LIRT TLT Committee Webinar -- Ready OER Not, Here We Come? Intentionally Planning for Open, Sustainable, & Learning-Analytics-Ready Resources

The recording for this session can be found on the LIRT YouTube Channel, and the slides are also available.

Please join the LIRT Teaching, Learning, and Technology committee on Tuesday, March 12 at 12 p.m. MTN/1 p.m. CT/2 p.m. EST for an exciting, free webinar: https://ucdenver.zoom.us/j/651009967. The session will be recorded and made available after the event. Please contact cinthya.ippoliti@ucdenver.edu if you have any questions, and we look forward to seeing you there!

So you’ve decided you want to create open educational resources (OER) to provide free and reduced cost materials to your students and faculty alike. Great! Are you sure it’s truly open? Can you collect any meaningful data to know if students are actually learning? Are those learning analytics prioritizing student privacy and safety? In this webinar, participants will take a look at some often-forgotten details that should be considered before any OER creation takes place, as well as explore methods for safely incorporating learning analytics so as to continuously improve OER effectiveness. Participants will hear from three institutions and their journeys to create OER with learning analytics, including valuable lessons learned along the way.

Presenter biographies:

  • Cristina Colquhoun is the Instructional Designer for the Edmon Low Library at Oklahoma State University. She has experience as a teacher, curriculum specialist, trainer, and instructional designer, and holds a Master’s of Science in Educational Technology.
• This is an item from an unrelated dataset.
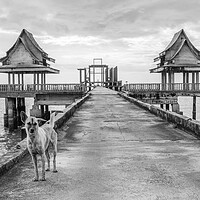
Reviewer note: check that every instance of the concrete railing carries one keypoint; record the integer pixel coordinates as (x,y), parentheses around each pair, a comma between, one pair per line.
(8,160)
(181,121)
She currently uses her skill set to design information literacy instruction and tutorials for undergraduate students, as well as provide training for library liaisons in effective teaching methodologies.
     
  • Steel Wagstaff (Twitter: @steelwagstaff) is the Educational Client Manager at Pressbooks, a small Canadian startup which makes open source book publishing software. Before joining Pressbooks he worked at the University of Wisconsin-Madison for more than a decade, most recently as an instructional technology consultant in the College of Letters & Science, where he led efforts to collect learning analytics and provide visualizations for students and instructors derived from locally-authored open textbooks. He has a Ph.D. in English Literature and an MLIS, both from UW-Madison.
     
  • Bryan Ollendyke is the lead developer on a platform called ELMS: Learning Network which has released millions of lines of code over the last decade in pursuit of better open source systems for education and the web. His latest project code named HAX is a game changer for Open Educational Resources by created a platform agnostic web editing experience to bring content creation to everyone regardless of technical level.
     
  • Kathy Essmiller is the Open Educational Resources Librarian at Oklahoma State University. Her background is in arts education, and she has classroom music teaching experience with PK-12 and in higher education. Kathy holds an M.M. from Kansas State University, an M.S. (educational technology) from Oklahoma State University, and is working toward a Ph.D. (educational technology) at Oklahoma State University. In her current appointment she advocates for and supports the use and development of Open Educational Resources on the campus of Oklahoma State University. Her research interests include equity and diversity issues in the Open movement, definitions of creativity in the arts and industry, and partnering effective instructional design with digital resources to provide quality, accessible educational opportunities.